Some authors have sought to describe the changes in measured acetabular variables, especially anteversion, with changes in pelvic positioning. Our data suggest small (eg, 5°–10°) changes in pelvic orientation were related to statistically significant changes in the measurements used to plan correction of hip dysplasia, but we believe it is important for a surgeon to have the most precise data available for planning a procedure, and know where error can occur in collecting the data. The need for standardized positioning of patients’ pelves when obtaining CT scans for evaluating acetabular shape and orientation is well known [19, 31, 32, 58], but factors such as posture and body habitus are confounding variables [31]. Techniques suggested to standardize positioning include an inclinometer applied to the patient’s pelvis [5], and using an ultrasound to evaluate the thickness of soft tissues overlying bony landmarks [32]. More exacting techniques are a shoot-through lateral radiograph of the pelvis on the CT scanner bed [14], or obtaining a three-dimensional CT scan so that the reconstructed pelvis can be reoriented anatomically before making measurements [1, 19]. It is possible that inconsistencies in pelvic orientation explain the conflicting findings between studies that associate hip dysplasia with increased acetabular anteversion [7, 12, 22, 29, 42], retroversion [15, 27, 43, 46], or no difference in acetabular orientation [26].

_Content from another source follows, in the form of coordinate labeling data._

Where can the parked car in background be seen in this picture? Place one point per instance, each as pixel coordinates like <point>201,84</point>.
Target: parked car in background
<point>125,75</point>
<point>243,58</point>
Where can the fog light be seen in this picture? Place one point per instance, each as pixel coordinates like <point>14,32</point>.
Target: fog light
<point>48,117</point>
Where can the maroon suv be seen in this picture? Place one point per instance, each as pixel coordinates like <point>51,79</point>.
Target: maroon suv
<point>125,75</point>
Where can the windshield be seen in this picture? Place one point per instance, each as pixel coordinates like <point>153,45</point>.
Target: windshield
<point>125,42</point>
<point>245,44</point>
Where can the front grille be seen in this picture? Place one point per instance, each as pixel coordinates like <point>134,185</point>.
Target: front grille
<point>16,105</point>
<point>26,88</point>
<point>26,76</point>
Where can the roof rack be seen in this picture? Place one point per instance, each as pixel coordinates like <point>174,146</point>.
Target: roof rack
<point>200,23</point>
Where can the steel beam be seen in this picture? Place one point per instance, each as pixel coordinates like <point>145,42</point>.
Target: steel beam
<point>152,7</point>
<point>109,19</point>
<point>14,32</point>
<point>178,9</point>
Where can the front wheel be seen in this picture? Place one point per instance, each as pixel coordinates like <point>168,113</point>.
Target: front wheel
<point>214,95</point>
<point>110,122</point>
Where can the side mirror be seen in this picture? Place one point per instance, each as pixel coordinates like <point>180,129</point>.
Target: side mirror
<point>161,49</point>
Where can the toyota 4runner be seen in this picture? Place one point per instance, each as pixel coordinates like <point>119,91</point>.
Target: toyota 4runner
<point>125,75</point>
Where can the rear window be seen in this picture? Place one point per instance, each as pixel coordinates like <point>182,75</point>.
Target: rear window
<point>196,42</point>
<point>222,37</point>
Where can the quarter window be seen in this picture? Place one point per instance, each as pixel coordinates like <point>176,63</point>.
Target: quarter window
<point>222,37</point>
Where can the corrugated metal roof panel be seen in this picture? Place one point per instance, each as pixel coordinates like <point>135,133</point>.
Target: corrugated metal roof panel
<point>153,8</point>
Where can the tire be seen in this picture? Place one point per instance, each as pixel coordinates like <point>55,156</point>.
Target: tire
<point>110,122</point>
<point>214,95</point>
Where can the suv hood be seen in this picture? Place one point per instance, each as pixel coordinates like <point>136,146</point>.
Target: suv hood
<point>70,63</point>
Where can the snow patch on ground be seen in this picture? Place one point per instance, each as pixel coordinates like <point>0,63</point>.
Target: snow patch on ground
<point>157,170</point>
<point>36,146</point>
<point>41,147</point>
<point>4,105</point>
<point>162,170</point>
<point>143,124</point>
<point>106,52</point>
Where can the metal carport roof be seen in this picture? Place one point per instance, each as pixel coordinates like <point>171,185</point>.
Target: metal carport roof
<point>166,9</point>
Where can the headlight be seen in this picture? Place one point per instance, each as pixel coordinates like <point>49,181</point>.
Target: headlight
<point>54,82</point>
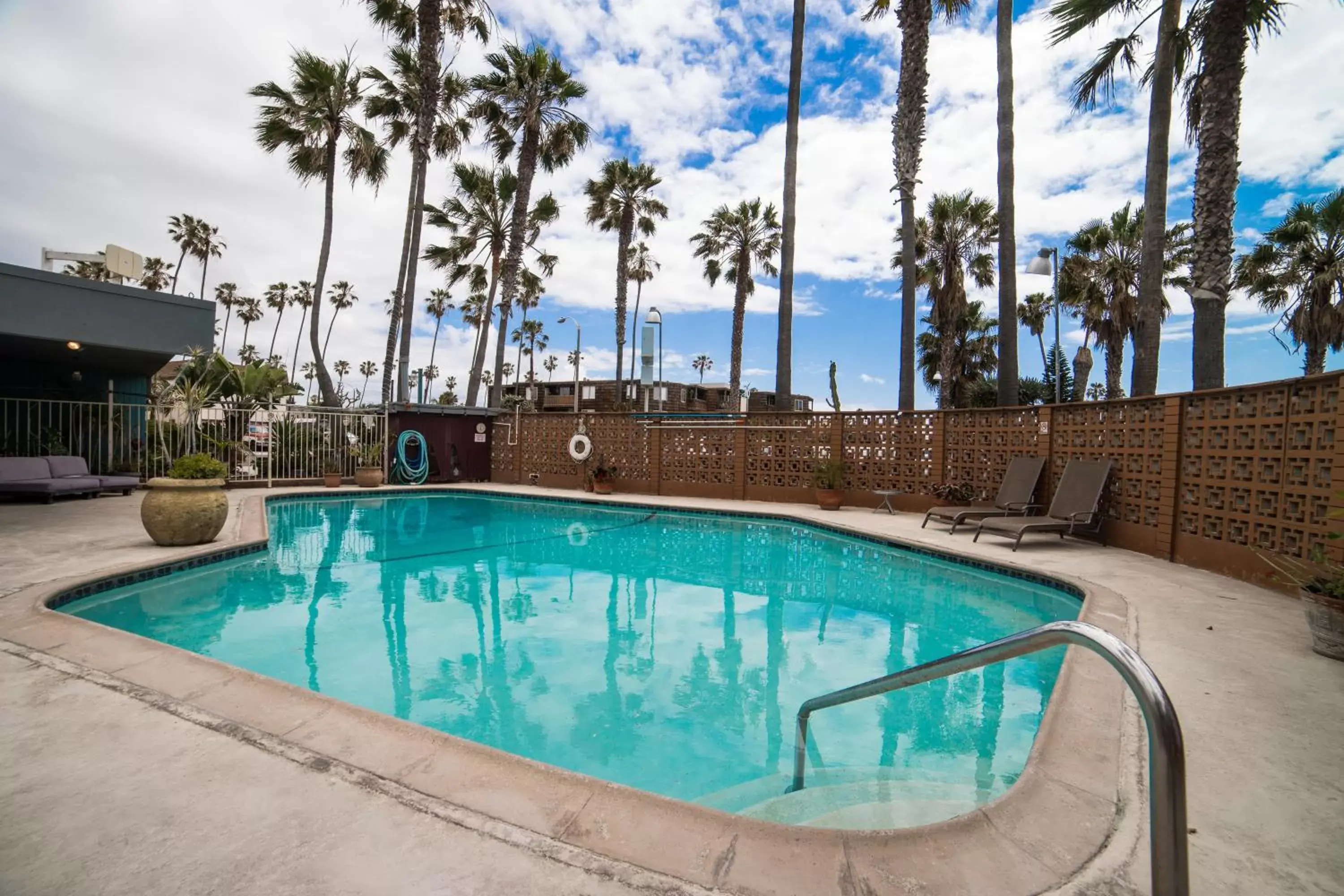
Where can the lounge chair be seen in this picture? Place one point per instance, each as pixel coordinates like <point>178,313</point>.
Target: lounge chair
<point>33,476</point>
<point>1073,511</point>
<point>1014,497</point>
<point>73,466</point>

The assumption that most people walk with their pelvis oriented in the anatomic plane may have important consequences. Some authors have noted that pelvic tilt varies substantially between standing and lying down, and there is considerable intersubject variability in pelvic orientation in standing and supine positions [14, 32, 61]. Also, patients with hip pain and/or early osteoarthritis stand with increased pelvic tilt [30]. An important concept to be further elucidated is whether orientation of an acetabular fragment or prosthetic cup should be based on the true anatomic position of the pelvis, or the natural position of the patient in stance.